Roots to Fruits: Love sprouts, hate food waste

What is your favorite part of Christmas dinner? Is it the free-range turkey? The vegan pigs in blankets? Organic parsnips? One thing’s for sure, I bet it’s not Brussels sprouts.

Since our school days, when brussels sprouts boiled too much to the point of turning gray, leaving that familiar sulfurous smell, many of us have dreaded eating the cruciferous vegetable. Sprouts are the perfect Christmas green though, with something that teaches us all about festive healthy eating and food waste.

As a hardy brassica, the crop grew (and still does) well in our winter climate and is even said to become sweeter after a frost. Today it is one of the largest horticultural crops grown in the UK – you can see fields of it on the east coast, from Aberdeenshire to Kent and into the West Country.

British cabbages can be purchased from September to March and it is certainly a low-carbon way to get your five a day.

In fact, as an affordable and abundant seasonal crop, it should be a symbol of the type of vegetables that we should all eat more of.

Cabbages
Nutritious and well adapted to British climates – are sprouts the perfect vegetable?

Like all vegetables, they are low in calories, fat, and salt, and high in fiber. brotherussel sprouts contain vitamins C, A, and B6, as well as the important vitamin K, which promotes strong bones. The new varieties mean Brussels sprouts taste a little softer and sweeter, and the adventurous recipes even suggest put sprouts in salads and even smoothies.

Slowly, we are coming out of our breakout phobia. But there is one more element to highlight before crowning sprouts as the most ethical food of Christmas, and that is food waste.

At home this is addressed by storage (try store the sprouts in the fridge to make them last longer), reuse (Does it bubble and squeak on Boxing Day?) and recycling (compost or bin).

But perhaps the biggest victory in avoiding food waste is before the sprouts reach your home. For crops like Brussels sprouts, a large amount is produced (and wasted) if they do not meet the high standards of supermarkets, or if consumer demand changes.

In the past, these perfectly good vegetables were replanted or even sent to the landfill. But thanks to charities, they are now being redistributed to those in need.

FareShare, the UK’s largest food waste charity, intercepts edible foods that would otherwise go to waste because they are ‘rare’, close to expiration date or rejected by supermarkets, and redistribute them to organizations local charities. Since the coronavirus outbreak began, the amount of food redistributed to two million meals per week has doubled.

One such local charity is Edinburgh-based Empty Kitchens, Full Hearts, where roasted sprouts were recently included in meal kits that are sent to some of the 1,000 people the charity helps every day. .

The charity has grown from a permanent start at the start of the pandemic to providing more than a million meals, and the team has highlighted the demand not only for food, but also for fresh, healthy fruits and vegetables.

In recent years, FareShare has been able to save even more fresh fruits and vegetables thanks to a scheme, initially funded by the government, that paid farmers to package and distribute their surplus produce.
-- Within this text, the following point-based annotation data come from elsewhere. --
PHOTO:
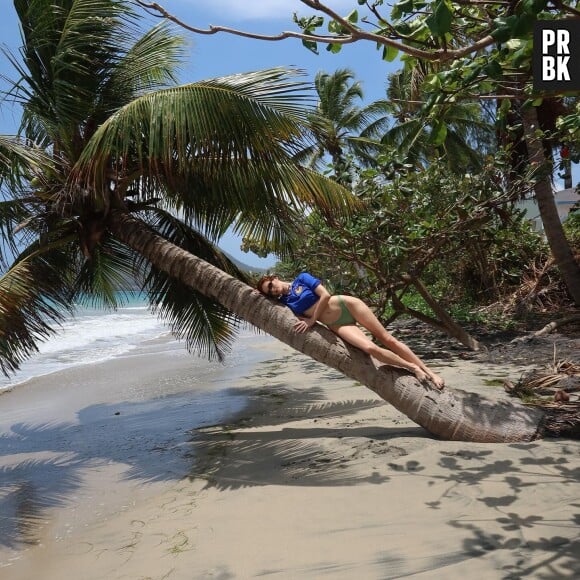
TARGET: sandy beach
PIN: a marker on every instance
(302, 474)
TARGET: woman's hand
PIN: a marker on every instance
(304, 324)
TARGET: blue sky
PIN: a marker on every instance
(222, 54)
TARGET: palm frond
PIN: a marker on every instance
(215, 149)
(207, 327)
(34, 297)
(102, 281)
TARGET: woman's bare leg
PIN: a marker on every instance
(366, 318)
(355, 336)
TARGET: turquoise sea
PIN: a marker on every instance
(94, 336)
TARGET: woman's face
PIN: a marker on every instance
(274, 287)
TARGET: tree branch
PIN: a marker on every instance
(355, 35)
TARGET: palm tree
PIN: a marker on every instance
(454, 131)
(107, 145)
(341, 126)
(106, 127)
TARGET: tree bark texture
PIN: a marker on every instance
(553, 229)
(448, 414)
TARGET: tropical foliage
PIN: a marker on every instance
(107, 128)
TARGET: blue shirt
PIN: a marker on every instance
(302, 295)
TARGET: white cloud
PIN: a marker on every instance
(265, 9)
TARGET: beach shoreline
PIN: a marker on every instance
(309, 476)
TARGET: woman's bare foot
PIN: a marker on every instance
(419, 373)
(436, 380)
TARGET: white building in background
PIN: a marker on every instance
(565, 200)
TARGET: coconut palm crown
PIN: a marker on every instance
(105, 128)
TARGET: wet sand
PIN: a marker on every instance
(312, 476)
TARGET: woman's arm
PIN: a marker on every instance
(307, 322)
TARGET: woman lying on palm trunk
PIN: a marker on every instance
(311, 302)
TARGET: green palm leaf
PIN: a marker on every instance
(34, 297)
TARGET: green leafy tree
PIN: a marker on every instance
(342, 128)
(454, 131)
(462, 226)
(109, 133)
(486, 48)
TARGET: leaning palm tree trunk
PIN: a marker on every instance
(559, 245)
(449, 414)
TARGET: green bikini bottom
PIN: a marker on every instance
(345, 316)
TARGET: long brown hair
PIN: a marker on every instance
(263, 280)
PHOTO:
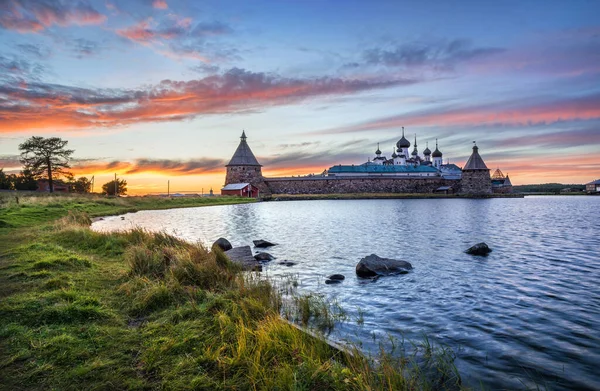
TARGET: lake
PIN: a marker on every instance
(527, 313)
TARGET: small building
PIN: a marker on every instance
(58, 185)
(241, 189)
(593, 187)
(501, 183)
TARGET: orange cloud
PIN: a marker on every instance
(151, 166)
(502, 113)
(49, 106)
(31, 17)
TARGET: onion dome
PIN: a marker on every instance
(437, 152)
(427, 152)
(403, 142)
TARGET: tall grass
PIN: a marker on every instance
(152, 312)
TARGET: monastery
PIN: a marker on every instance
(403, 172)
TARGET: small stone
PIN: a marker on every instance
(263, 243)
(287, 263)
(479, 249)
(373, 265)
(223, 244)
(263, 257)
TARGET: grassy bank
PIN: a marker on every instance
(87, 310)
(375, 196)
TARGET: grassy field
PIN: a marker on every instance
(108, 311)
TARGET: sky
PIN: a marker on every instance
(159, 91)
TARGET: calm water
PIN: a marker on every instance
(529, 311)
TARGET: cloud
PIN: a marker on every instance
(38, 51)
(438, 55)
(508, 113)
(37, 105)
(84, 47)
(177, 37)
(160, 4)
(160, 166)
(16, 69)
(561, 139)
(30, 16)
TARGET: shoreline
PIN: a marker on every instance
(375, 196)
(136, 310)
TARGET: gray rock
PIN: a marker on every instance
(223, 244)
(263, 243)
(243, 256)
(479, 249)
(287, 263)
(373, 265)
(263, 257)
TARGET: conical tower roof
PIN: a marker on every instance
(475, 162)
(243, 155)
(403, 142)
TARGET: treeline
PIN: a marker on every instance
(556, 188)
(25, 180)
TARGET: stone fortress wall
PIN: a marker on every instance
(347, 185)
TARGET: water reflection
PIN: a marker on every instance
(527, 312)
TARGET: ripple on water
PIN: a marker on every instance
(526, 314)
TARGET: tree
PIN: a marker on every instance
(24, 181)
(109, 188)
(46, 157)
(81, 185)
(5, 181)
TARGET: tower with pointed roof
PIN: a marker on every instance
(476, 176)
(243, 166)
(437, 156)
(427, 153)
(403, 144)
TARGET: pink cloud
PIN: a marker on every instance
(160, 4)
(25, 17)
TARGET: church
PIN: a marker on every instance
(402, 163)
(404, 172)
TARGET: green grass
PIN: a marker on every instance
(135, 310)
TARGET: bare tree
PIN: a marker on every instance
(46, 157)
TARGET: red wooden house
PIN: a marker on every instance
(240, 189)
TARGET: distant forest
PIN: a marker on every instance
(548, 188)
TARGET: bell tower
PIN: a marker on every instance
(243, 166)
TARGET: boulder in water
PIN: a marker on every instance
(263, 243)
(223, 244)
(373, 265)
(479, 249)
(287, 263)
(264, 257)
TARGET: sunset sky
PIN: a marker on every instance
(161, 90)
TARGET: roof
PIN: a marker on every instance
(381, 169)
(243, 155)
(475, 162)
(235, 186)
(403, 142)
(449, 167)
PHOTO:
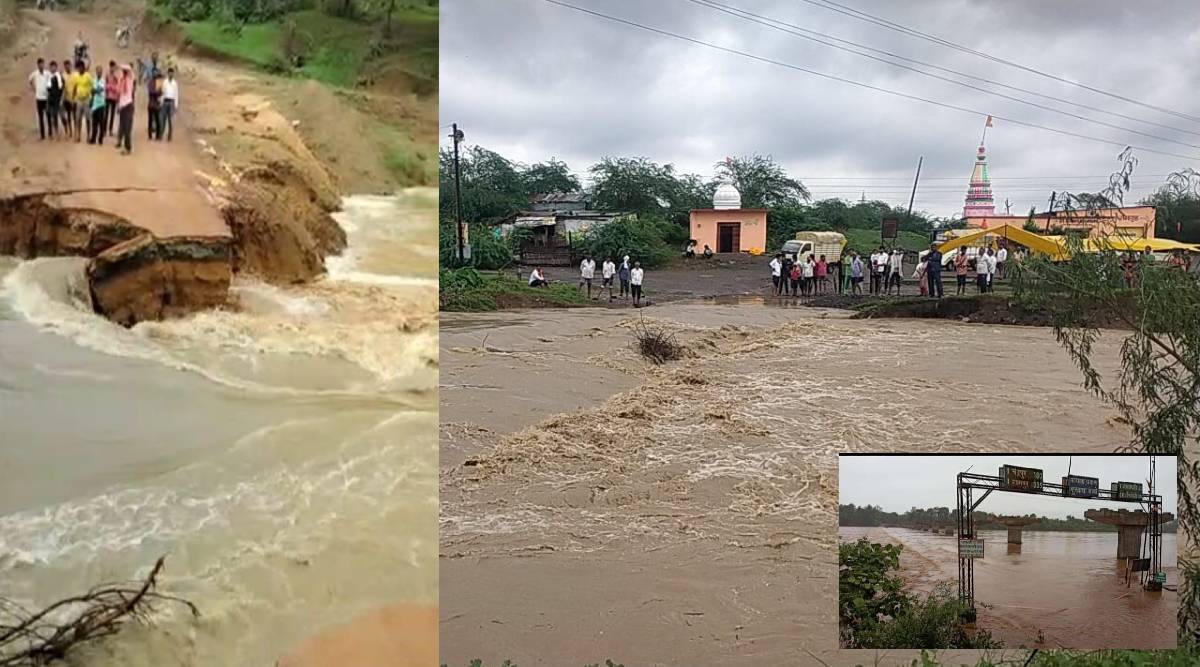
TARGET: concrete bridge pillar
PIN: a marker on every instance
(1129, 528)
(1014, 527)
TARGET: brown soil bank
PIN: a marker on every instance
(985, 308)
(133, 276)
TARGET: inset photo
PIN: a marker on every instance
(1011, 551)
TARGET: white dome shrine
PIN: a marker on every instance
(726, 197)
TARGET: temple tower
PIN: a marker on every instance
(979, 200)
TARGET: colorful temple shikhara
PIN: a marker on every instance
(979, 202)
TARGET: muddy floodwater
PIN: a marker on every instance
(280, 452)
(1062, 589)
(595, 506)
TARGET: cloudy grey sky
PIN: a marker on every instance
(533, 80)
(899, 482)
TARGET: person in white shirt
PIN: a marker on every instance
(807, 269)
(895, 266)
(40, 83)
(587, 271)
(991, 270)
(169, 103)
(607, 271)
(879, 270)
(635, 278)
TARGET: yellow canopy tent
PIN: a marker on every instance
(1138, 245)
(1036, 242)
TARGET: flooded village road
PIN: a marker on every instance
(597, 506)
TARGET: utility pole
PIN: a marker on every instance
(456, 134)
(911, 199)
(1050, 210)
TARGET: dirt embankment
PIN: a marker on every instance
(237, 191)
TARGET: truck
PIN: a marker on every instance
(829, 244)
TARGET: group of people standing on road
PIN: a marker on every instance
(629, 274)
(79, 101)
(803, 277)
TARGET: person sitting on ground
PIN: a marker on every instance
(606, 272)
(587, 271)
(635, 278)
(960, 270)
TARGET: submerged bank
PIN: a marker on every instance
(281, 452)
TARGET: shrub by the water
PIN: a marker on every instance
(876, 612)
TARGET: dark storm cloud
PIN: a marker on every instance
(532, 80)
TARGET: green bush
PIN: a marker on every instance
(876, 612)
(642, 240)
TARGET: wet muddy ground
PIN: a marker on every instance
(595, 506)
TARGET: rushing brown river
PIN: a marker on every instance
(597, 506)
(1062, 589)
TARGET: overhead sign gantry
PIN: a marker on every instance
(1017, 479)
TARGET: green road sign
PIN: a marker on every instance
(970, 548)
(1126, 491)
(1014, 478)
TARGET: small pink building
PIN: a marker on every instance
(727, 227)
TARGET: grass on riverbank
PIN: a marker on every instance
(468, 290)
(336, 50)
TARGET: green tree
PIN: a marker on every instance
(762, 182)
(1157, 390)
(1177, 206)
(634, 184)
(550, 176)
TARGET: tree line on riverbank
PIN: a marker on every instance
(659, 197)
(868, 516)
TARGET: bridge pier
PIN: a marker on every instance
(1014, 528)
(1129, 528)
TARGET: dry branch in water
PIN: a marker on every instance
(657, 343)
(35, 638)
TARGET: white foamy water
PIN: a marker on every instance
(280, 454)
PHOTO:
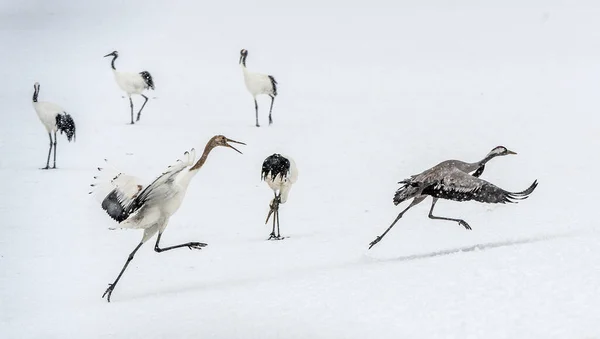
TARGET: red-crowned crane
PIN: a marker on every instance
(132, 83)
(451, 180)
(149, 208)
(258, 84)
(280, 173)
(54, 118)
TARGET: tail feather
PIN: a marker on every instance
(407, 191)
(148, 79)
(274, 85)
(66, 124)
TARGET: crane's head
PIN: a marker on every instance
(221, 140)
(36, 91)
(501, 150)
(113, 53)
(243, 55)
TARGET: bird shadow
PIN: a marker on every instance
(298, 272)
(479, 247)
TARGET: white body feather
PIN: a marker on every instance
(163, 197)
(47, 113)
(257, 83)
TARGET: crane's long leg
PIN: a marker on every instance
(49, 151)
(459, 221)
(256, 110)
(274, 210)
(54, 166)
(414, 202)
(111, 287)
(190, 245)
(271, 109)
(140, 112)
(131, 106)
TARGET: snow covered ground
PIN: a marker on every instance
(367, 97)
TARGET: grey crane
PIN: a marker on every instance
(451, 180)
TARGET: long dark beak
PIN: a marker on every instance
(235, 142)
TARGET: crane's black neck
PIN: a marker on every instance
(487, 158)
(112, 63)
(35, 93)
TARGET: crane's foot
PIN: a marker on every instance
(464, 223)
(374, 242)
(108, 292)
(196, 245)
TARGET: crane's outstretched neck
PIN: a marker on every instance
(209, 147)
(112, 63)
(487, 158)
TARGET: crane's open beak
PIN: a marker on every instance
(235, 142)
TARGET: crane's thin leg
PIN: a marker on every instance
(271, 109)
(131, 106)
(275, 212)
(140, 112)
(459, 221)
(111, 287)
(256, 110)
(54, 166)
(414, 202)
(190, 245)
(49, 151)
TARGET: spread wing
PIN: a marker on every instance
(115, 191)
(460, 186)
(158, 190)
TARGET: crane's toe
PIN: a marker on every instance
(196, 245)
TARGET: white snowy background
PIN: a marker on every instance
(369, 93)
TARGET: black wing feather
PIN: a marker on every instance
(275, 165)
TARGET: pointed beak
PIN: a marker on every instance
(235, 142)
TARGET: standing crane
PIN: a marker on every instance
(451, 180)
(280, 173)
(258, 84)
(54, 118)
(149, 208)
(132, 83)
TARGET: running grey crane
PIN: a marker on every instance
(149, 208)
(132, 83)
(280, 173)
(258, 84)
(451, 180)
(54, 118)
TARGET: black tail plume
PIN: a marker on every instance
(66, 124)
(274, 84)
(148, 79)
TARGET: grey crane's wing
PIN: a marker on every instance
(160, 189)
(460, 186)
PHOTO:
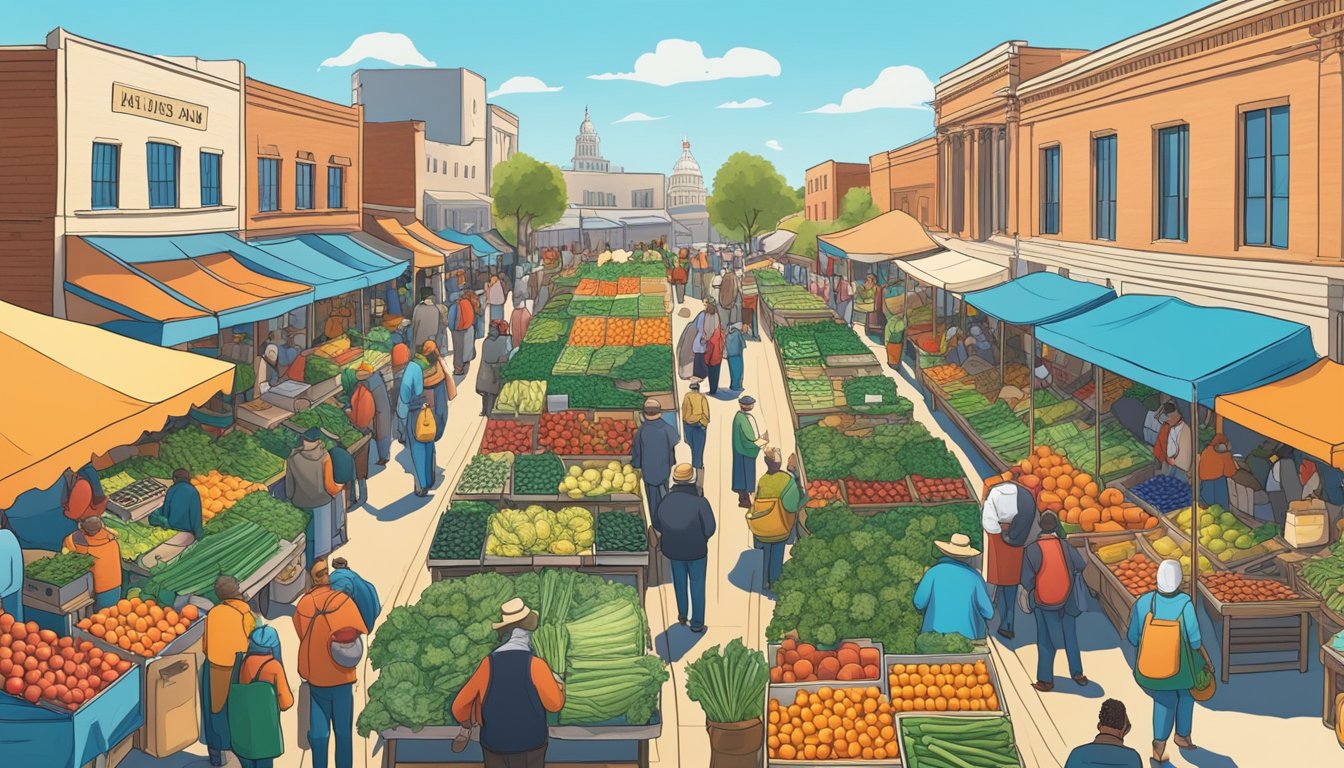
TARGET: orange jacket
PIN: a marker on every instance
(317, 616)
(106, 557)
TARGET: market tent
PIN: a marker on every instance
(84, 392)
(894, 234)
(1180, 349)
(1301, 410)
(1039, 297)
(954, 272)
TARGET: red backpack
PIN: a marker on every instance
(1053, 580)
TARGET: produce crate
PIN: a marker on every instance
(950, 659)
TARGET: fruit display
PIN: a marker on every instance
(960, 741)
(1231, 587)
(799, 662)
(878, 491)
(620, 531)
(940, 488)
(507, 435)
(832, 724)
(942, 687)
(1164, 492)
(58, 569)
(522, 397)
(485, 475)
(573, 433)
(536, 530)
(139, 626)
(40, 666)
(219, 492)
(461, 530)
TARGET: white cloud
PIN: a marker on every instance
(391, 47)
(683, 61)
(749, 104)
(639, 117)
(523, 84)
(897, 88)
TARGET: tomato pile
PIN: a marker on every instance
(38, 665)
(940, 488)
(571, 433)
(507, 435)
(878, 491)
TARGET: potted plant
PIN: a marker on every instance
(730, 685)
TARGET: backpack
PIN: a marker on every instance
(1053, 580)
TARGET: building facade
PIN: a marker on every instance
(827, 184)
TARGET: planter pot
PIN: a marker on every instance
(735, 744)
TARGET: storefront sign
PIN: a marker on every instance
(143, 104)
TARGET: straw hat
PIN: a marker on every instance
(958, 546)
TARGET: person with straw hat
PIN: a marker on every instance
(510, 694)
(952, 595)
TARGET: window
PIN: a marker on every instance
(1104, 180)
(304, 174)
(1173, 183)
(335, 187)
(1265, 178)
(1050, 190)
(163, 174)
(210, 163)
(268, 184)
(106, 174)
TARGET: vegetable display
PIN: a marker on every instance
(40, 666)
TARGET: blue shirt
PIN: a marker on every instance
(953, 599)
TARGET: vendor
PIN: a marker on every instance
(182, 507)
(100, 544)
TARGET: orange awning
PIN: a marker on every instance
(85, 392)
(1301, 410)
(393, 232)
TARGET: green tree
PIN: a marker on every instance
(528, 195)
(749, 197)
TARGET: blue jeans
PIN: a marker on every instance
(735, 373)
(332, 710)
(1005, 605)
(690, 572)
(1053, 628)
(1172, 708)
(695, 439)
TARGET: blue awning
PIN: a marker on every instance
(1038, 299)
(339, 264)
(1184, 350)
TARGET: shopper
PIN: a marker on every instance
(747, 441)
(653, 452)
(952, 595)
(1050, 573)
(182, 507)
(695, 424)
(774, 513)
(684, 522)
(510, 694)
(227, 627)
(100, 544)
(328, 623)
(1108, 749)
(260, 689)
(1165, 631)
(11, 570)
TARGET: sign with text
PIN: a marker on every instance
(143, 104)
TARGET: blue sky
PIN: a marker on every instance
(820, 50)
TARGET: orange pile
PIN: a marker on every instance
(942, 687)
(652, 331)
(832, 724)
(139, 626)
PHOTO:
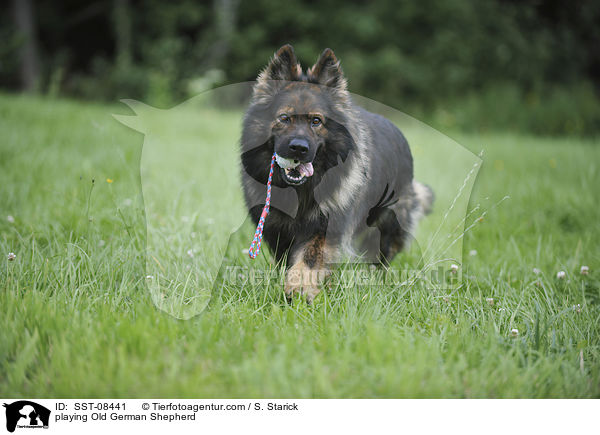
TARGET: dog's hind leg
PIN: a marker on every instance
(397, 222)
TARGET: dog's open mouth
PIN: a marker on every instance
(294, 171)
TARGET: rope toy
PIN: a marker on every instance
(257, 240)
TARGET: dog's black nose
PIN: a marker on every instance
(299, 147)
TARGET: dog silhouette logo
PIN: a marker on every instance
(26, 414)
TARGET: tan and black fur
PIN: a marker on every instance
(361, 201)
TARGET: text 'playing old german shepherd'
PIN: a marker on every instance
(343, 183)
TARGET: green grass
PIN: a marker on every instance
(77, 318)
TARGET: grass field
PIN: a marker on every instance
(77, 319)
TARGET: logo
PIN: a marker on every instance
(26, 414)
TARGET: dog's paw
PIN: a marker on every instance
(301, 281)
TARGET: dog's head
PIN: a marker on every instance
(303, 113)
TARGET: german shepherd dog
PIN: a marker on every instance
(343, 183)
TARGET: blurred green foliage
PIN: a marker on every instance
(527, 65)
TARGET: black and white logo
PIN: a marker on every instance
(25, 414)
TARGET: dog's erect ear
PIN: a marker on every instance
(284, 66)
(327, 71)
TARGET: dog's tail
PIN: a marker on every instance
(425, 197)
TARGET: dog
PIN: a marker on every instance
(343, 180)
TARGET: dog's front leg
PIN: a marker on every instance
(307, 268)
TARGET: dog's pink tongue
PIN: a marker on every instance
(306, 169)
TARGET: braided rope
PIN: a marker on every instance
(257, 240)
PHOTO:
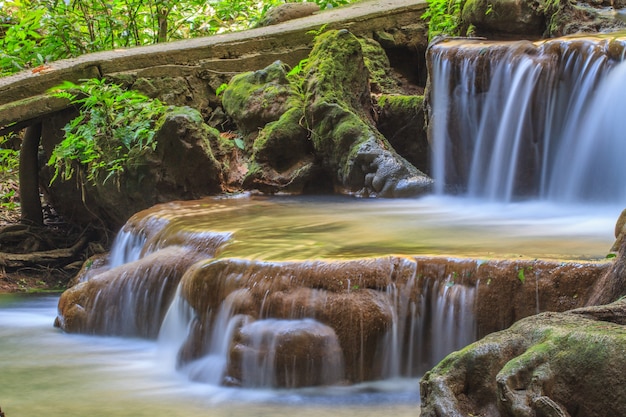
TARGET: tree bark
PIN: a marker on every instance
(29, 176)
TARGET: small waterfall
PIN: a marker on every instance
(522, 120)
(127, 247)
(425, 330)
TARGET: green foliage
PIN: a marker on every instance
(36, 32)
(114, 127)
(443, 17)
(9, 166)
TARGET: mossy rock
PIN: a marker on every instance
(401, 120)
(551, 364)
(254, 99)
(339, 113)
(535, 19)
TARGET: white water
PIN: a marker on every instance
(48, 373)
(53, 374)
(536, 129)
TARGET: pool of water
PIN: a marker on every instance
(286, 228)
(48, 373)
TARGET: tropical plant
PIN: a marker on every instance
(9, 165)
(114, 127)
(443, 17)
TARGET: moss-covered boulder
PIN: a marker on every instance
(339, 112)
(552, 364)
(534, 19)
(312, 128)
(182, 166)
(402, 120)
(254, 99)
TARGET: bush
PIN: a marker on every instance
(113, 129)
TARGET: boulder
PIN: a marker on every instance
(182, 166)
(401, 120)
(311, 128)
(521, 19)
(338, 111)
(551, 364)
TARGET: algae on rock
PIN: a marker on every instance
(339, 111)
(312, 128)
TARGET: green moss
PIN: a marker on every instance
(282, 143)
(335, 70)
(401, 103)
(377, 63)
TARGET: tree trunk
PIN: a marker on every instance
(29, 176)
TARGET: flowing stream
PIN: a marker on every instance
(55, 374)
(48, 373)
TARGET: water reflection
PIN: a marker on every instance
(287, 228)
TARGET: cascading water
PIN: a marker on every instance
(523, 120)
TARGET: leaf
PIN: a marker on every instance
(240, 144)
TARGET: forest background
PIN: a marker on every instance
(36, 32)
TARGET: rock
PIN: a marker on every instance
(401, 120)
(358, 157)
(551, 364)
(286, 353)
(291, 291)
(612, 285)
(312, 130)
(254, 99)
(288, 11)
(521, 19)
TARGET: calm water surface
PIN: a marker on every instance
(48, 373)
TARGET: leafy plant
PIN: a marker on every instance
(9, 166)
(114, 127)
(443, 17)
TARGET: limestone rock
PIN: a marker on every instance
(552, 364)
(401, 119)
(254, 99)
(182, 166)
(532, 20)
(339, 110)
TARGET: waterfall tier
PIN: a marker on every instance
(224, 320)
(511, 120)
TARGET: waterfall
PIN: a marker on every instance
(522, 120)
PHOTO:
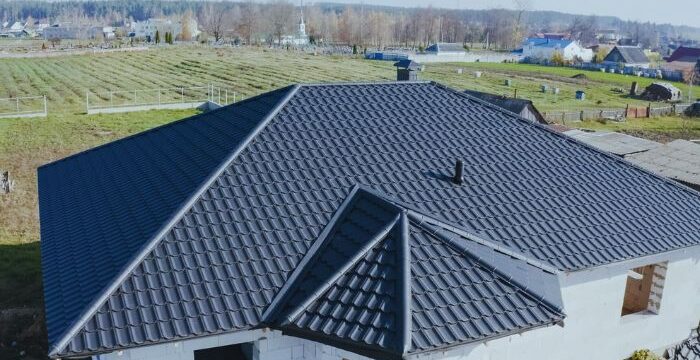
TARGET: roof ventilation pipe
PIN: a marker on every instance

but the government could not renew the financing in this year’s budget and FareShare is now campaigning to help fill the shortfall, noting that 92 percent of beneficiaries say the food they receive helps them stay healthy. For 29 percent of their customers, it is the only time they eat fruits and vegetables.

At the root of this is a broken food system. Due to the oligopoly of a small number of supermarkets, farmers have no choice but to overproduce to meet strict specifications. Many municipalities have yet to introduce efficient food waste recycling systems. Families struggling to eat often find junk food cheaper than fresh fruits and vegetables. The work of untangling it all and shifting to a fairer and more sustainable food system has started with the National Food Strategy and some more sustainable retailers, but there is a long way to go.

In an ideal world, food would not go to waste and people would not go hungry. But while 8.4 million go hungry in the UK, FareShare provides a way to ensure that food is redirected to a good cause.

This year, instead of leaving Brussels sprouts aside on our Christmas plate, maybe we should just remember how lucky we are?